In the first paper from my Ph.D. work, published on Research on Aging, we proposed a new strategy for operationalizing the concept of healthy aging and then demonstrated its usefulness. Specifically, I defined an index measure of healthy aging as a continuous variable, one that measures the degree to which an individual meets healthy aging criteria, as an alternative to the discrete (0,1) indicator for healthy aging, that earlier studies have used. I defined the index variable as the average standardized score for each individual in the five domains of healthy aging, mostly used in the literature: major disease, disability, physical functioning, cognitive functioning, and social engagement. I adopted a linear multivariate regression model for healthy aging and a linear regression model for the mid-life mediators. In the second paper, we used the discrete measure of healthy aging, as was previously used in the literature. I proposed a new method for calculating the direct and indirect effects in a model with the discrete outcome, using Maddala’s approach in calculating the marginal effects of a discrete choice model. We adopted a multivariate binary regression for healthy aging and linear regression for mid-life factors.

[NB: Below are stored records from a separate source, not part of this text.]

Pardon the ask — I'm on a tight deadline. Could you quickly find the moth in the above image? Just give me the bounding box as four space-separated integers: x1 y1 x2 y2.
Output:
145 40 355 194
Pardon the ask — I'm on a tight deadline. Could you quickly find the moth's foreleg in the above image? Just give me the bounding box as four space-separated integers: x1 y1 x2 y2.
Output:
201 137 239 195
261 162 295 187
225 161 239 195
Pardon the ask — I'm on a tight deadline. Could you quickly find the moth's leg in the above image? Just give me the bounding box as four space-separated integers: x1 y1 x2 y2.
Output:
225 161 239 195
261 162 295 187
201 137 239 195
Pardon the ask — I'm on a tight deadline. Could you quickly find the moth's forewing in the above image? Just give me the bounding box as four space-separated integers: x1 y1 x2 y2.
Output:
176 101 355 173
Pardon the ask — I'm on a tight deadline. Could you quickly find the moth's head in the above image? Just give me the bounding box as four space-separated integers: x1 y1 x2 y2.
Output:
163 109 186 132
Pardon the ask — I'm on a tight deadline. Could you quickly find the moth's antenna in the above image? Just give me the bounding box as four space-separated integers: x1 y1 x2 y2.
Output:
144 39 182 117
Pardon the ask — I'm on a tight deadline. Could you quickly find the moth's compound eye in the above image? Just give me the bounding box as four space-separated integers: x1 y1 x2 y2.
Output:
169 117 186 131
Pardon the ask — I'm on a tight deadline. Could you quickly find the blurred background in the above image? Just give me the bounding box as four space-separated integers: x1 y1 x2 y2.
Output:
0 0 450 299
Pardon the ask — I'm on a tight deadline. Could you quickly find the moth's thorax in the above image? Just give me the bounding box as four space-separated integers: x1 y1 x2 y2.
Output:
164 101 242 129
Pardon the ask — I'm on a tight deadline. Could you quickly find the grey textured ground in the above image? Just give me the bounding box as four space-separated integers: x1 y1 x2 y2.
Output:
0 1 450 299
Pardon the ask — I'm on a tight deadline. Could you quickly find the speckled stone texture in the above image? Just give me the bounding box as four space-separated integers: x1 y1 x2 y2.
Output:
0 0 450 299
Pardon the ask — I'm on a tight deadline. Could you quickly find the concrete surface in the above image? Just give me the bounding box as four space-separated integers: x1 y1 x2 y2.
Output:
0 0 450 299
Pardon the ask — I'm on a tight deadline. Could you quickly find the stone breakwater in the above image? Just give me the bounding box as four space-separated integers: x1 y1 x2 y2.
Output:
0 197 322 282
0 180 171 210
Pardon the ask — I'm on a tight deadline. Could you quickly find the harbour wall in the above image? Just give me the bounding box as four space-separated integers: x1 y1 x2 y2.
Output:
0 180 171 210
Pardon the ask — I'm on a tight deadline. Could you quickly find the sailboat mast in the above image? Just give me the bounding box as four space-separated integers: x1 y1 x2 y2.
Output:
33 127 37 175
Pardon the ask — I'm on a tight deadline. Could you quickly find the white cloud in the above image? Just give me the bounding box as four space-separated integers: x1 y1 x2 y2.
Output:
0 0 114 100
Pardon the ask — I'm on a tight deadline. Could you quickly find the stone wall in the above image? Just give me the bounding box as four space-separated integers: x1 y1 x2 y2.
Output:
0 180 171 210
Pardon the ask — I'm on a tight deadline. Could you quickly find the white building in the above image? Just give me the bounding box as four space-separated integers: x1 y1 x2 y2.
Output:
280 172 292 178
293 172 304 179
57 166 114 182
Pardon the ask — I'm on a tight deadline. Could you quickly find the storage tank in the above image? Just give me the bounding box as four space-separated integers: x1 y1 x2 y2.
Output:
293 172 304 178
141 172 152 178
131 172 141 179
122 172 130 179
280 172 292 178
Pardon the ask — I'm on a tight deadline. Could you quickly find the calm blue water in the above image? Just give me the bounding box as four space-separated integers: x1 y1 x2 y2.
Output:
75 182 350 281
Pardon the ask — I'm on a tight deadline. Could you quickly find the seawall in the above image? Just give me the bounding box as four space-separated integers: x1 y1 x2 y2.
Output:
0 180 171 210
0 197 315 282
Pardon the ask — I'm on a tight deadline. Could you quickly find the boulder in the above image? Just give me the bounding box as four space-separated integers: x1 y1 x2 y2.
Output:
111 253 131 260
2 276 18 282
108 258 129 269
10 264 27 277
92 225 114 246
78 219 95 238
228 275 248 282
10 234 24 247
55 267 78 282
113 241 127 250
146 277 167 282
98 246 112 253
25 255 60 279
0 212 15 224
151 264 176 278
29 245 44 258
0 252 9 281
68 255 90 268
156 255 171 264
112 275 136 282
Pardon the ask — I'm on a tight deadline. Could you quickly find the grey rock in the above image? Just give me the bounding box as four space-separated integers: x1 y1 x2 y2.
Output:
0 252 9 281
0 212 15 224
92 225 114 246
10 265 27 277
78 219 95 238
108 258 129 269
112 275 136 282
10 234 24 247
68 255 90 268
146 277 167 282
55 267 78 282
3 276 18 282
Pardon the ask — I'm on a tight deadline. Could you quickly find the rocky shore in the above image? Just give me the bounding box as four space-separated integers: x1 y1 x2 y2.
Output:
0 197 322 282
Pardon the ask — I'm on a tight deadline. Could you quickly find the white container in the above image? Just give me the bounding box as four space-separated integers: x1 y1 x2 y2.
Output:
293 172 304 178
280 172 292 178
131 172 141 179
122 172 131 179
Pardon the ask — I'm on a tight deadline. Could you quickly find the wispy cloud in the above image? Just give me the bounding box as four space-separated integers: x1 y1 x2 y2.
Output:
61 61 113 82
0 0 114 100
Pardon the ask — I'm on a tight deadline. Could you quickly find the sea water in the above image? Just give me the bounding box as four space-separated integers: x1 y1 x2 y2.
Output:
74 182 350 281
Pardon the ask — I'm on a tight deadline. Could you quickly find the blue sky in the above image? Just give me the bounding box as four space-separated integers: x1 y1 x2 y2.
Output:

In both set-ups, since the error terms across these equations may be correlated, we adopted a seemingly unrelated regressions (SUR) model, in order to recognize random shocks in childhood, which were not directly observable in the data and might have influenced downstream life outcomes. After estimating each model, we calculated the direct, indirect, and total effects of childhood characteristics on the probability of healthy aging. To ensure our findings generalize to the population of non-institutionalized Americans, ages 65 and older, all estimates were weighted using sampling weights. We found that favorable childhood conditions significantly improved healthy aging scores, both directly and indirectly, mediated through education, income, and wealth. Our findings complement available research by showing that healthy aging is a function of childhood, adult, and later-life factors. The pathways from childhood factors to healthy aging, however, could be more complex than previously reported, and not considering the mediation role of mid-life factors leads to an underestimation of the effects of the childhood circumstances on healthy aging. Overall we have found that health at older age starts in childhood and that midlife circumstances are transmitters of the imprint of childhood conditions.
Expanding this stream of research, I am studying cognitive aging in the older Mexican population. This study will address the direct and indirect links between childhood and cognitive aging using national-level Mexican population data. Using MHAS enables cross-national comparisons of Mexicans, Mexican-born migrants, in the US and second-generation American-Mexican older adults, using similar datasets in the US (such as HRS).